Julius Garnett Wilson alleges in a new lawsuit that he was tased by officer Michael Slager last August while lying face-down on the pavement.
(Excerpt) Read more at news.yahoo.com ...
Some of these guys defending thugs would change their attitude if they had to spend a few nights as police officers in a ghettos.
The taser was supposed to be an alternative to using deadly force whenever possible. It was never meant to be a substitute for what used to be regular police behavior, i.e. verbal attempts to reason with a suspect or the judicious use of a nightstick. Zapping the s#it out of someone or shooting them repeatedly in the back for a minor traffic infraction is not what I’m paying taxes for under the guise of police protection.
BTW, I’ve worked with my local police for many years as a member of our local citizens’ auxiliary patrol. I’m not a cop hater by any stretch.
If they don’t cooperate, I don’t care if they get zapped. This guy wasn’t cooperating.

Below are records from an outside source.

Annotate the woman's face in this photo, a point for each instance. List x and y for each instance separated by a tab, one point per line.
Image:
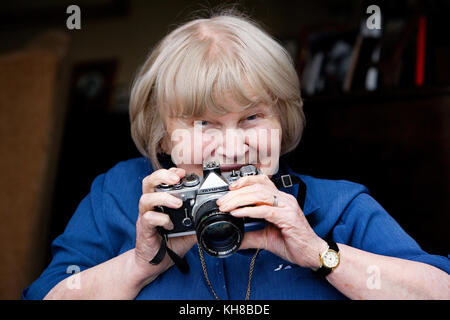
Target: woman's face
240	137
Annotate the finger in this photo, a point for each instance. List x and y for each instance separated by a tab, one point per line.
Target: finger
168	176
254	240
271	214
148	201
250	180
154	219
250	195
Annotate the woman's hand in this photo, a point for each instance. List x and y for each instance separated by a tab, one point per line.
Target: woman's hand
287	233
148	240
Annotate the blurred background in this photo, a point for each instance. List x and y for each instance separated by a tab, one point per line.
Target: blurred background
377	104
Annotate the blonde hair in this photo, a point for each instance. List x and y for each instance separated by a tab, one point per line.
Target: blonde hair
201	61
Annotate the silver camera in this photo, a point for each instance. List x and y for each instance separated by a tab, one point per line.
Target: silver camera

Thugs need to learn they have to obey police orders. If you have a better way of controlling them, let’s see you do it.
You don't care about a lot of things. Starting with differentiating between citizens and inmates.
So that’s what a cop’s job consists of? Controlling people? I sincerely hope you aren’t in law enforcement. If you are, the people in your community have my sympathy.
i would imagine that driving without a valid license would be a misdemeanor, not an infraction. However, IANAL. Maybe a lawyer could clarify.
In any case, the suspect was not cooperative. If he was anything other than limp, eg holding the steering wheel, then he was resisting arrest, which would be another misdemeanor.
I imagine that the LE POV would be that an uncooperative and resisting suspect could become highly dangerous to the LE at any time, simply by reason of proximity to the LEO’s weapons.
If the LEOs are seeing this type of resistance every day, then they are in danger every day.
Also, it is night time and there i autos traffic, which could also increase danger to the LEOs, the suspect, people in passing vehicles, pedestrians, and thhe general public.
I imagine that all these factors combine to allow the arresting LEO considerable latitude in how he or she makes an arrest and what weapon or weapons he/she chooses to make the arrest with.
This might be behind the constant barrage of responses to the effect that it is better to cooperate with an LEO instead of running, and resisting is an even worse idea.
Generally, I am no fan of LE. However, I try to take the POV of LE before casting aspersions. It is essential to fair to everyone, suspect and LE alike.
“... it is better to cooperate with an LEO instead of running...resisting...”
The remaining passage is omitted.